The dataset is designed for research and development of:
- Resume parsing models
- Information extraction systems
- Vacancy--candidate matching algorithms
- NLP pipelines for Ukrainian-language documents
- Data engineering and ML training workflows
All personally identifying information has been removed or anonymized.
Dataset Structure
The dataset is provided as a Polars DataFrame with 21 fields.
Schema Overview
id: String
url: String
title: String
candidate_name: String
age: Int64
city: String
desired_salary: Int64
employment_type: String
work_location_preference: String
driver_license: Boolean
creation_date: Datetime
other_resumes: List(Struct{title, url, resume_id, description})
veteran: Boolean
disability: String
work_experiences: List(Struct{position, start_date, end_date, company, city, industry, responsibilities})
recommendations: List(Struct{name, position})
languages: List(Struct{language, level})
skills: List(String)
educations: List(Struct{institution, faculty, city, level, start_year, end_year})

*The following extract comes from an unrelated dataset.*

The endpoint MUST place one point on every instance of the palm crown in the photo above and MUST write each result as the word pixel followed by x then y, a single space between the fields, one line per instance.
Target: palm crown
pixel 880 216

additional_educations: List(Struct{institution, start_year, end_year})
additional_info: String
Data Example
{
"id": "123456",
"url": "https://www.work.ua/resumes/123456/",
"title": "Будівельник",
"candidate_name": "Іван",
"age": 32,
"city": "Київ",
"desired_salary": 25000,
"employment_type": "повна",
"work_location_preference": "офіс",
"driver_license": true,
"creation_date": "2025-03-10T12:30:00",
"veteran": false,
"disability": null,
"skills": ["Штукатурка", "Монтаж гіпсокартону"],
"languages": [{"language": "Українська", "level": "вільно"}],
"educations": [
{
"institution": "КНУБА",
"faculty": "Промислове та цивільне будівництво",
"city": "Київ",
"level": "Вища",
"start_year": 2012,
"end_year": 2016
}
],
"additional_info": "Готовий до відряджень."
}
Intended Use
- Training resume parsers
- Semantic search research
- Text classification
- Career recommendation systems
- Applicant ranking models
Limitations
- Some fields may be incomplete due to original document variability
Ethical Considerations
These resumes don't include any sensitive or personal information.